By Nicole Enns Fehr
“The war has ended, but we cannot claim that there is peace because land conflicts are continuing to destabilize communities” reflected Ms. Atim Hope, the Acholi Religious Leaders Peace Initiative’s (ARLPI) Land Stakeholder’s Collaboration Project Officer for Gulu. Today ARLPI launched an important resource tool for addressing land conflicts that are currently plaguing Uganda.
The guide, entitled, ‘Resolving Land Conflict in Acholiland: A Guide for Community Based Stakeholders,’ and several accompanying materials including a poster on land conflict referrals and a brochure on land conflict mediation were launched publicly today. These resources seek to assist communities, and both formal and informal structures in clarifying and educating others about the land conflict mitigation process, the roles and procedures of the various structures mandated handle land conflicts, and land laws and rights in Acholiland. The reference and training tools available in both Luo and English makes the information easily accessible to those at the grassroot level.
The war between the Lord’s Resistance Army (LRA) and the Government of Uganda (GoU) resulted in over 90% of Acholi people being denied access to their ancestral land and displaced in camps. They are now returning and resettling either in their original land or in transit camps closer to their land of origin. However land conflict during the return and resettlement phase has threatened the fragile peace now enjoyed by the general population. With the many exacerbating factors including weak institutions, corruption, poverty and land greed, and misinterpretation of customary land laws, this new land conflict mitigation tool is being launched at a critical time giving it great potential to have a significant impact.
This guide is the result of the lessons learned during ARLPI’s longstanding direct involvement in land conflict mitigation. It was completed though an extensive process of consultation and collaboration with the many institutions and individuals involved in land conflict resolution as well as grassroot community members. The guide will be distributed among keys stakeholders including Area Land Committee, LC II and Sub-County Courts, cultural and religious leaders, the police, peace committees, the district land offices and other civil society organizations.

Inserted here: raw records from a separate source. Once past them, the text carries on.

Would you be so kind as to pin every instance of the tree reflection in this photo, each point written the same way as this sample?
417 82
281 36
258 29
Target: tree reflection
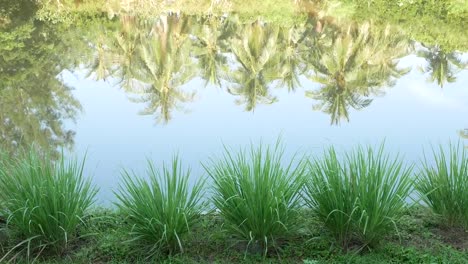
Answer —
155 58
255 51
34 102
162 65
353 65
442 67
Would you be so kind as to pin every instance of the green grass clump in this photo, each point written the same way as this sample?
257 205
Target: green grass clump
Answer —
159 212
443 185
256 195
43 201
360 197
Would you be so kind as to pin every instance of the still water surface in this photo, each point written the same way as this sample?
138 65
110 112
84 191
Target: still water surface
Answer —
126 89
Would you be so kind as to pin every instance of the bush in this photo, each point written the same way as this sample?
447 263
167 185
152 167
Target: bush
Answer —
159 212
361 197
44 201
258 197
443 186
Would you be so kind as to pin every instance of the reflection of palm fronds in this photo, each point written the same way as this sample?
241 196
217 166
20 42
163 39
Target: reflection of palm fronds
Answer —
441 66
353 65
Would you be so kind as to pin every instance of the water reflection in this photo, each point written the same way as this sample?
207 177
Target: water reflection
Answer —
34 102
442 67
153 59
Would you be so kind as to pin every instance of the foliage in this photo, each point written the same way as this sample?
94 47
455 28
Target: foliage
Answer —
443 184
256 195
360 197
161 211
43 201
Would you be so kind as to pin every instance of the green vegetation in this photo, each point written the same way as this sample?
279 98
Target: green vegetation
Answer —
43 202
257 197
360 198
443 185
159 213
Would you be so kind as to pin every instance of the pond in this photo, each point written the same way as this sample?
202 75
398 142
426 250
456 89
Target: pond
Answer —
126 86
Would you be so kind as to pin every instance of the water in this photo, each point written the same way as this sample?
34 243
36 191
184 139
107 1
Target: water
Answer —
130 88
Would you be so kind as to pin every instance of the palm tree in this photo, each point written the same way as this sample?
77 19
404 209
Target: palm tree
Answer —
291 65
255 50
442 67
351 66
211 39
163 66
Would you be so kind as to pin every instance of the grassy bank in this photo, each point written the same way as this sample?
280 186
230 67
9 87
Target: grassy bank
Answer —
343 207
421 240
434 22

The completion of these tools is one component of ARLPI’s Land Stakeholder Collaboration Project funded by USAID/SPRING. The project works to increase and support collaboration between stakeholder groups handling land matters at the Sub-County level. Other aspects of the project include the development of a multi-stakeholder land conflict referral system and the facilitation of dialogue meetings between stakeholders and the community.